Saying prayers. I feel bad, since I'm so new to this sport I don't know who Penny Roupe was, she must have been highly thought of. Sad to lose someone so special.


----------



## MSCJEM (Sep 14, 2004)

*sad*

It was a very shocking thing to hear yesterday.....sorry to hear about their loss....mike cogar


----------



## Lea (Dec 15, 2008)

*Penny Law*

I posted in the general archery section with pictures of Penny at the worlds 08 and Nelsonville 09. She was a wonderful person and friend....she will be missed.


----------



## canam (Apr 2, 2003)

God must have wanted another archer with Him. I'll pray for her family.


----------



## Tn.Hoytshooter (Jul 6, 2009)

we will be praying for the family..:angel:


----------



## supertechy (Oct 28, 2007)

*prayer*

Prayers sent to family and freinds


----------



## bowtechbuffy (Jul 3, 2007)

OMG, she shot in my class in Nelsonville!! She was awesome!! What happened? 
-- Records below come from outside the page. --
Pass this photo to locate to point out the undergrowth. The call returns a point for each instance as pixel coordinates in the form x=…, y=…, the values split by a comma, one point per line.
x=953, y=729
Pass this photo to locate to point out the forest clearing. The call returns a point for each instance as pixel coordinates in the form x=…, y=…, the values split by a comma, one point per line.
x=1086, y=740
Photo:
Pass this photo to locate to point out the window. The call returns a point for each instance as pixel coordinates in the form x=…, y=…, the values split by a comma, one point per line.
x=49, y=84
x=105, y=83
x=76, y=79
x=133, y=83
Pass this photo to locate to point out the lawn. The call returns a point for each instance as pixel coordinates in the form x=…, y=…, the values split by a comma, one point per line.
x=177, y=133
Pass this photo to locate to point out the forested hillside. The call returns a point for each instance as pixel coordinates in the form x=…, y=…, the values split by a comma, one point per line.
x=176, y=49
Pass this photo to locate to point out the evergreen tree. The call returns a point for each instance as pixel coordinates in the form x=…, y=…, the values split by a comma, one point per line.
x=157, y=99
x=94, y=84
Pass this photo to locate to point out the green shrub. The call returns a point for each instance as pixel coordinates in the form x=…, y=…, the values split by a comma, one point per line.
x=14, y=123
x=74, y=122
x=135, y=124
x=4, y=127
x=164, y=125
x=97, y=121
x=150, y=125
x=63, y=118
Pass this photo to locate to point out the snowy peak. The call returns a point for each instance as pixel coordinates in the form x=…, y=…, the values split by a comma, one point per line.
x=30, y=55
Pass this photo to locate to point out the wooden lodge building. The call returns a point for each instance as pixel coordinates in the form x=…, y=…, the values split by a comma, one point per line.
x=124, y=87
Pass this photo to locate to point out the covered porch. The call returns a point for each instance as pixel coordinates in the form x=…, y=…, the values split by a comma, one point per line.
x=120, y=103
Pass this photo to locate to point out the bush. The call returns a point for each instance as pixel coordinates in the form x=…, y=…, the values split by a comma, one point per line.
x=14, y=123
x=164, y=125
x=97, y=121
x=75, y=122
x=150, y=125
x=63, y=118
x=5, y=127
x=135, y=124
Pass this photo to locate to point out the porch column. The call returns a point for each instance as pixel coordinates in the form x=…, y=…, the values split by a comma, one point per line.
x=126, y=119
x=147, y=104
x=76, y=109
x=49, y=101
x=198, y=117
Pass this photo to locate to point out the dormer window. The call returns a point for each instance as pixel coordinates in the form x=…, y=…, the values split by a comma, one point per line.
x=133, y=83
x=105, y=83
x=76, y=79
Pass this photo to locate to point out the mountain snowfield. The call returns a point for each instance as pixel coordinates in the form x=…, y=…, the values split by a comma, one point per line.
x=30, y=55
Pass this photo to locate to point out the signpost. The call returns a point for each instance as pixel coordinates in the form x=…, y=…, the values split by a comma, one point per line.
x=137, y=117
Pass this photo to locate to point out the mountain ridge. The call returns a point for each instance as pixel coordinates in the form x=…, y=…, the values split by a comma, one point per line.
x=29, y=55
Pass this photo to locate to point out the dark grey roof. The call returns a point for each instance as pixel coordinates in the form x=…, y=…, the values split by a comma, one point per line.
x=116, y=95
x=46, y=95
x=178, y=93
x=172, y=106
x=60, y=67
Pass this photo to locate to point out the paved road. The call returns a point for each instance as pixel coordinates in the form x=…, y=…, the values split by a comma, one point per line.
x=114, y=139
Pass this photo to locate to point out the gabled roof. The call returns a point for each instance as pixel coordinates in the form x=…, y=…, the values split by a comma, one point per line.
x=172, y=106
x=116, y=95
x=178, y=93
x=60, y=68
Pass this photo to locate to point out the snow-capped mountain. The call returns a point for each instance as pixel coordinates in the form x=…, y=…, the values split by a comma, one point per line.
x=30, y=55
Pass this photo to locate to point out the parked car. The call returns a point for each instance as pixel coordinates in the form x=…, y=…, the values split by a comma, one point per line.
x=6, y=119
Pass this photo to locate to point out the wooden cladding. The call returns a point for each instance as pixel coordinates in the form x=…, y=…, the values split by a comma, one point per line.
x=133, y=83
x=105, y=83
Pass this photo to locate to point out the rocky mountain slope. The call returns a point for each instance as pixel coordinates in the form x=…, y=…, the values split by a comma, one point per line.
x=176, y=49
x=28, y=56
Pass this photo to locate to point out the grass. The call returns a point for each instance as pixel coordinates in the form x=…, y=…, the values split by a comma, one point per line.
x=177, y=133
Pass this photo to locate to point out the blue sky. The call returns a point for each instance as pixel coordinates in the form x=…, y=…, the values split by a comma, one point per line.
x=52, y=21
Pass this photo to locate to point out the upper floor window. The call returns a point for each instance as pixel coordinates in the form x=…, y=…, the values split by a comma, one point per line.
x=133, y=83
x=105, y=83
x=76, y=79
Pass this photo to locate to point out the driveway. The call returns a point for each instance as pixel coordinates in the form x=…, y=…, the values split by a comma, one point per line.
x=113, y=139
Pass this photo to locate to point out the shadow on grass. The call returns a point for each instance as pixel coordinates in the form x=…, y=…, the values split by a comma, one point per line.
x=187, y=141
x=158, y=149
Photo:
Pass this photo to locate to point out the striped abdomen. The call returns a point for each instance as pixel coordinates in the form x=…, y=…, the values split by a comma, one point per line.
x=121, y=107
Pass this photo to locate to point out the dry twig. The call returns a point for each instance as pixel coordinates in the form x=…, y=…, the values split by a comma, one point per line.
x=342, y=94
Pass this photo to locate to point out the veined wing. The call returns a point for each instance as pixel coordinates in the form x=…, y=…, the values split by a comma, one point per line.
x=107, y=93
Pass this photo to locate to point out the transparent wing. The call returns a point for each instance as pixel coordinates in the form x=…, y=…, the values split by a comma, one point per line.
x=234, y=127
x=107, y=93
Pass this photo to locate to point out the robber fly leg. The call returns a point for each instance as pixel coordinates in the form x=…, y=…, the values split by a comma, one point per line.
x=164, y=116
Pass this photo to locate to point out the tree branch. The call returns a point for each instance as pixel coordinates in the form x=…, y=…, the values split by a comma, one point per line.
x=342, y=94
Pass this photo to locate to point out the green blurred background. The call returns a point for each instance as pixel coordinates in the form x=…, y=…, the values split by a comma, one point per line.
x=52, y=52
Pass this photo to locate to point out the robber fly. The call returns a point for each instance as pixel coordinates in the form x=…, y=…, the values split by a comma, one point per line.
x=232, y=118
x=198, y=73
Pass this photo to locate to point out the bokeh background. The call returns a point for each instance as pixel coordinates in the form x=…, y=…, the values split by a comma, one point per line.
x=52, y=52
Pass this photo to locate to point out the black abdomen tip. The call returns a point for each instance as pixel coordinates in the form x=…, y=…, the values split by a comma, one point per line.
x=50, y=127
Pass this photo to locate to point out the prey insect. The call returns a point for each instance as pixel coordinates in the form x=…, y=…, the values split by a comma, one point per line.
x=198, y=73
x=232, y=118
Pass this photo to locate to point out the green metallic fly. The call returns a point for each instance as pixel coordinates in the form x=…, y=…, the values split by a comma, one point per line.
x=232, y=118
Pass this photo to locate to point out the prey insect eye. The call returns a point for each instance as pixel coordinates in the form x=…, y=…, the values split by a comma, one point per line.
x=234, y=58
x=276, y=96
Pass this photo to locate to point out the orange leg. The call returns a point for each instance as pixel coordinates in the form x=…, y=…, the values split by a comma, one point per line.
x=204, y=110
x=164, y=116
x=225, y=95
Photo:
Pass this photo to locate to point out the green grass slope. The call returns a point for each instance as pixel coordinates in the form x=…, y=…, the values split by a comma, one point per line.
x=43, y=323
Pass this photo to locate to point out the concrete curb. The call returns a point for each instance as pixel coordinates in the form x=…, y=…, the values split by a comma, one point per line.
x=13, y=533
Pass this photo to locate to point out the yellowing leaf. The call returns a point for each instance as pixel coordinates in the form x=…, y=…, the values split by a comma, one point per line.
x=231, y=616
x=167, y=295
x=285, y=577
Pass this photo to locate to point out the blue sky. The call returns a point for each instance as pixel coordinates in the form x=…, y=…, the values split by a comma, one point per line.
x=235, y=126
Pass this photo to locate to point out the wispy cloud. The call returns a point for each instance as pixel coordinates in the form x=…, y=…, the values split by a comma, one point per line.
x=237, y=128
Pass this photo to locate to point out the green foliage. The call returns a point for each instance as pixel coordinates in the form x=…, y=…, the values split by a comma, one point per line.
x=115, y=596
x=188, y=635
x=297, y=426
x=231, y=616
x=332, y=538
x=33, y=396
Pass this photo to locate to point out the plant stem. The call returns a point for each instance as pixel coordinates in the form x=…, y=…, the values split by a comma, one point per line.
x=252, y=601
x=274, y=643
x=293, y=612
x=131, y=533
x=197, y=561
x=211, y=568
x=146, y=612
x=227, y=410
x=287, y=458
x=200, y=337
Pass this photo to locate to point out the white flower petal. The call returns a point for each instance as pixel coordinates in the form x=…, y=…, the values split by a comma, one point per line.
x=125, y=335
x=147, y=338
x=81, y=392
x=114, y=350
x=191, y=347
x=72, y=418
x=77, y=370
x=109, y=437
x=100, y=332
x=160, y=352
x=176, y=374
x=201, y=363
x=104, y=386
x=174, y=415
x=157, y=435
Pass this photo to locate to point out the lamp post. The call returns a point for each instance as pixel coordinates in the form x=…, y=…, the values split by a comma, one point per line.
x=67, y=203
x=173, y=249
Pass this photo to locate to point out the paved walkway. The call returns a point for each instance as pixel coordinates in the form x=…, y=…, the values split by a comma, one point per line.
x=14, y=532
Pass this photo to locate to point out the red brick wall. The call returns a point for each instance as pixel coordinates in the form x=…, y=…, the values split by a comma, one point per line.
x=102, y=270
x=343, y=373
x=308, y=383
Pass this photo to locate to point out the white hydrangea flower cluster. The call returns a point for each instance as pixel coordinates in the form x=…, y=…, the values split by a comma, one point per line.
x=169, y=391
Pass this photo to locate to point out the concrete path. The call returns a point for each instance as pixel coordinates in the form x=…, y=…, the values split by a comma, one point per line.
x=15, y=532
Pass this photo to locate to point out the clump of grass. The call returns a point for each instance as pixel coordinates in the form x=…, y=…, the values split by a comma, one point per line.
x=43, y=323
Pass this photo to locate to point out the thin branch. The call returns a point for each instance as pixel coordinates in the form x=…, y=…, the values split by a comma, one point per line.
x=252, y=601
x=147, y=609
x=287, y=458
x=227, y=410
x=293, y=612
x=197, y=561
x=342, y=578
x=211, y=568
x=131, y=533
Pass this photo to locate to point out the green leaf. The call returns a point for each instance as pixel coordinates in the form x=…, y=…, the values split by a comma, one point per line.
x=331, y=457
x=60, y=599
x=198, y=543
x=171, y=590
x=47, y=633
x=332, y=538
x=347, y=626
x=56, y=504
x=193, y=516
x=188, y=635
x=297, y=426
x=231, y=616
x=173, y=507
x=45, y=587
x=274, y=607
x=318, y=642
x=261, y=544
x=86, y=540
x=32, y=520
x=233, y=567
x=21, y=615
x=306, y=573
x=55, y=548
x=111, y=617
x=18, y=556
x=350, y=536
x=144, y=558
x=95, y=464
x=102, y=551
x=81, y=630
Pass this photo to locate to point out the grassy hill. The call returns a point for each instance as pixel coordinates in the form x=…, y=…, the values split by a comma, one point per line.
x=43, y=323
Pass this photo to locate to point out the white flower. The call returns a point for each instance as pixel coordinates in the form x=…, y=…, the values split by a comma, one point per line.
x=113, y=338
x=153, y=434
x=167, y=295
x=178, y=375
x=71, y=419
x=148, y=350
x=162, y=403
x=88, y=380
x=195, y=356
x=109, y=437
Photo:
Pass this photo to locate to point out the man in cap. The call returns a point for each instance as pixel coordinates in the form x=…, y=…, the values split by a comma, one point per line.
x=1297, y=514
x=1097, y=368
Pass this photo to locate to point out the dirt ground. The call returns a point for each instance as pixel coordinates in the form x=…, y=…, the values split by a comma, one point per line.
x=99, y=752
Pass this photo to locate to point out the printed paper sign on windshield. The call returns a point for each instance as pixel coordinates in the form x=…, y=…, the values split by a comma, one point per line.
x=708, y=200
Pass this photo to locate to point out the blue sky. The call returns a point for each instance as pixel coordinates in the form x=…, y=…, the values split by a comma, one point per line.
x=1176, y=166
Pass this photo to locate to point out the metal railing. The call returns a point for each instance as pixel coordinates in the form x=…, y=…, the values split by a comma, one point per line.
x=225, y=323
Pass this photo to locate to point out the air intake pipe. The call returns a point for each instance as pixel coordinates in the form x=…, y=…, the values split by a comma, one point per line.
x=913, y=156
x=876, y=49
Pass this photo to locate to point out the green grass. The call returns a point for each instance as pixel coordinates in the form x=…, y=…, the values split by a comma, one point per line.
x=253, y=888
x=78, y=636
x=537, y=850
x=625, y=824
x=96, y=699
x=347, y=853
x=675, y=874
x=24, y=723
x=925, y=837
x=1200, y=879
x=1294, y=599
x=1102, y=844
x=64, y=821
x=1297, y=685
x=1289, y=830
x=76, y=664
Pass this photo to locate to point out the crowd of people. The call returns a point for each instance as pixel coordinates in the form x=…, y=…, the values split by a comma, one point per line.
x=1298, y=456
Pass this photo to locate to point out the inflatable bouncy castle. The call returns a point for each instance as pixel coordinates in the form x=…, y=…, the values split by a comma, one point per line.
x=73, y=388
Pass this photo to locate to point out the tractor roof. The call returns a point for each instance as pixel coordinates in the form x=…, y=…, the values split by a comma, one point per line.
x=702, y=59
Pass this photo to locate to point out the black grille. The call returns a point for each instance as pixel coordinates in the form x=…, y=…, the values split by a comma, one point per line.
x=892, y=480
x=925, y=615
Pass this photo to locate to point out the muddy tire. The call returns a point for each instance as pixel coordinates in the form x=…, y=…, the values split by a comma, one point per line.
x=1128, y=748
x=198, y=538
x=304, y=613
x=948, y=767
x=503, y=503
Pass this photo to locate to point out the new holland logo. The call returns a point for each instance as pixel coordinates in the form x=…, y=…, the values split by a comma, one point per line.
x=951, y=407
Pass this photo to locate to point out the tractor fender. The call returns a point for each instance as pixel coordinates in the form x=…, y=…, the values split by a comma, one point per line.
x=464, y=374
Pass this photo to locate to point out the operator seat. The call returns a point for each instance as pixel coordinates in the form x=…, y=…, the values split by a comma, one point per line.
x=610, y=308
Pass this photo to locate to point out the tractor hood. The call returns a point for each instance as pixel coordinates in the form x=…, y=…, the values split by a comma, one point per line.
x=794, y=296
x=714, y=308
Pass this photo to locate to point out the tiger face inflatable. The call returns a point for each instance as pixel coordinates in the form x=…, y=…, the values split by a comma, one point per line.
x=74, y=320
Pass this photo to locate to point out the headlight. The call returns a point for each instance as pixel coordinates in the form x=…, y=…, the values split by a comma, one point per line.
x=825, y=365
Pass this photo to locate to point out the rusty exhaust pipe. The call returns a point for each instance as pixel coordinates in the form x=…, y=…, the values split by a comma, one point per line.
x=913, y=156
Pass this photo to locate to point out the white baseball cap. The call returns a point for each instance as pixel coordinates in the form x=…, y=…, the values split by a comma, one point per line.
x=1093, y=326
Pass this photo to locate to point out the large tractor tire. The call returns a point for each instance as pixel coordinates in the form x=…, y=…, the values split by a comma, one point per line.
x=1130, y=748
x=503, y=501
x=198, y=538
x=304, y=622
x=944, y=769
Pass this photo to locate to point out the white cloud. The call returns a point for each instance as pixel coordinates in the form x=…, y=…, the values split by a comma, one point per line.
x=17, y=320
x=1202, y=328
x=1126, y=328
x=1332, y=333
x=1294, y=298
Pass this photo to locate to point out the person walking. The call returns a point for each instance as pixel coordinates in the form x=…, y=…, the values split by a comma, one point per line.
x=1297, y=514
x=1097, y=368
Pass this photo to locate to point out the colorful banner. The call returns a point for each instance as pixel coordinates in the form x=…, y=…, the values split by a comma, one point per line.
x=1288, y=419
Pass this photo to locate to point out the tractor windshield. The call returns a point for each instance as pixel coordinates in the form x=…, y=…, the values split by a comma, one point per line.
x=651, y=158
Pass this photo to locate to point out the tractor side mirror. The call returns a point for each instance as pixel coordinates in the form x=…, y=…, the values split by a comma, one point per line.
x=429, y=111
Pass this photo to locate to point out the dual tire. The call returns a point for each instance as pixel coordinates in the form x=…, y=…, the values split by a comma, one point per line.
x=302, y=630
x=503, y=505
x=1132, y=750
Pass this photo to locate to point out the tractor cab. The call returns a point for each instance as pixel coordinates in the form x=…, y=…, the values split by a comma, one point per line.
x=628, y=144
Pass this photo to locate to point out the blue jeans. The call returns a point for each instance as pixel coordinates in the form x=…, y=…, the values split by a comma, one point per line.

Definitly be praying for her and her family... What a sad event!


----------



## 1hotdoe (Feb 18, 2009)

Her friends and family are in my thoughts and prayers....


----------



## henry2 (May 6, 2009)

for you i give you this say..
for you my your journey be a light one and may your path be easly and one that you leave behind may they find peace and happness in there life with you..


----------



## RACHEL_LEE (Jun 10, 2009)

In our heart and prayers


----------



## 3dgal (Oct 1, 2003)

Today is her funeral at 1:00. This will be the toughest time for her family, so please keep praying for them.


----------



## BB&L (Sep 10, 2007)

*We love you Penny!!*

You are in my thoughts on this very difficult day!!


----------



## bowmanhunter (Dec 27, 2003)

thoughts and prayers sent


----------



## squirky (Jun 17, 2007)

I'm sending prayers for her family everyday


----------



## MsEMSarcher (Nov 30, 2008)

Sending thoughts and prayers from our family to hers....sad sad event


----------



## JAG (May 23, 2006)

thoughts and prayers to her family.


----------



## IBO 2003 (Apr 28, 2004)

*prayers sent*

My thoughts and prayers go out to Pennys family..Ive had the pleasure of knowing Penny for quite a few years and she will be missed. May god bless the family and friends through this terrible time..Jeremy and Lea jarrett


----------



## aggiegoddess (Aug 12, 2009)

Prayers for the family


She is in a better place.


----------